L’histoire du film se déroule dans la petite ville de Derry, qui est en proie à une créature émergeant tous les 27 ans pour se nourrir des terreurs de ses victimes : les enfants. Bien décidés à rester souder, le club des ratés tentent de surmonter leurs peurs pour enrayer un nouveau cycle meurtrier. Ça démarre par une séquence choc qui restera dans les mémoires, le premier face à face avec Pennywise a.k.a. Grippe-sou, qui coûtera la vie au petit Georgie.

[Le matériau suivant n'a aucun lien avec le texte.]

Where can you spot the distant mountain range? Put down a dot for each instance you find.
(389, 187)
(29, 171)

Tout d’abord, je tiens à préciser que Ça n’est pas tant un film d’horreur comme on pourrait le penser. Il emprunte subtilement les codes de l’épouvante pour renforcer son histoire et ses personnages. Car malgré la menace représentée par Pennywise, ce qui caractérise le film est son parfait traitement des personnages. Pour la première fois, un réalisateur parvient à tirer le meilleur de son casting et sait les diriger. Ils ne font pas n’importe quoi, ils sont impeccables et grâce à cela, nous arrivons à ressentir de l’empathie pour eux, à chacune de leurs actions. Vous savez que faire un film avec des enfants est compliqué, et cela peut vite tourner dans la surenchère (les fillettes d’Annabelle 2 n’étaient pas du tout crédible par exemple) mais ici, il y a un vrai travail sur le jeu des enfants. Ils sont d’une très grande justesse leur permettant d’épaissir leur personnage. On s’intéresse vraiment à chacun d’entre eux et à leur histoire.

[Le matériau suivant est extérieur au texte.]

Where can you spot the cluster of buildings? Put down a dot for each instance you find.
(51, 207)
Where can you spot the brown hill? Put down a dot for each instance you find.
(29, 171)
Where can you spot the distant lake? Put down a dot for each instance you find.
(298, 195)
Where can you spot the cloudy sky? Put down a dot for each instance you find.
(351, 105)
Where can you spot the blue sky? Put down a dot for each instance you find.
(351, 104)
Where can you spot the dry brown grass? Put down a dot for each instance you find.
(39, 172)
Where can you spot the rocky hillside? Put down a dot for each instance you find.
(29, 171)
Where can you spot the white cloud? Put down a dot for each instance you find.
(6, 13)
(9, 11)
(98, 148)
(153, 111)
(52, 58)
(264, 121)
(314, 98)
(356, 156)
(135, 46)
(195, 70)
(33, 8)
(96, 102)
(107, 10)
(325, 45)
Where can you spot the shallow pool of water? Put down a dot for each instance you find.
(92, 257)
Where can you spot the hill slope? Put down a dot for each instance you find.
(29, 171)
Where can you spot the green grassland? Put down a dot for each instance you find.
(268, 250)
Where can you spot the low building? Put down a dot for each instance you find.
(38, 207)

Lorsque je regarde Ça, impossible de ne pas y voir un coté de la série Stranger Things (surtout quand ils partagent un même acteur, Finn Wolfhard). Avec seulement deux films à son actif, Andy Muschietti prouve qu’il en a en réserve, qu’il n’est pas un cinéaste lambda qui fait un film d’horreur juste parce qu’il faut en faire un. Il travaille son image, sa mise en scène, à tel point que cela lui permet de raconter son histoire dans ce contexte horrifique. C’est là-dedans que la nuance se trouve. Beaucoup s’attendaient à avoir un film d’horreur classique avec un clown tueur et des effusions de sang. C’est tellement plus dense, plus riche que ça. L’approche qu’il a dans ce film s’apparente plus au macabre et une narration poétique du genre. Cela me rappelle énormément son précédent film, Mama ou même les autres cinéastes espagnols qui utilisent les genres pour créer un récit onirique, pour l’enrichir un peu plus (Crimson Peak de Del Toro, L’Orphelinat de Bayona sont parmi mes références). Ce n’est pas une réalisation typique ou le but premier est de faire peur toutes les cinq minutes. Les jump-scares ne sont pas omniprésents ce qui évite au film d’être caricatural.

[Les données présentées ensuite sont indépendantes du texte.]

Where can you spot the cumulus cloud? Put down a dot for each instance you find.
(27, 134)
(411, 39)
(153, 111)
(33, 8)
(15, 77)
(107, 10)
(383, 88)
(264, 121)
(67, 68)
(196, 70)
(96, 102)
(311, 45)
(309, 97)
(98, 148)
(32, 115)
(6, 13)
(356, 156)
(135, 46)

En parlant de mise en scène, j’admire tout le travail que Muschietti a réalisé pour rendre chaque apparition de Pennywise glaçante. Cauchemardesques mais pas forcément terrifiantes à proprement parlé, ces scènes extériorisent toutes les peurs de nos personnages (la séquence dans la maison hantée parle d’elle-même). Le croque-mitaine imaginé par Stephen King se nourrit de tout ça, de toutes ces craintes et terreurs. La véritable cruauté ne vient pas forcément de l’endroit que l’on croit. Et cette adaptation le montre très clairement. La vie quotidienne des enfants est un véritable enfer. Malmenés, harcelés et issus de foyers familiaux très sombres, les personnages ont tous quelque chose dont ils veulent s’échapper et trouvent dans ce club des ratés, un lien indescriptible.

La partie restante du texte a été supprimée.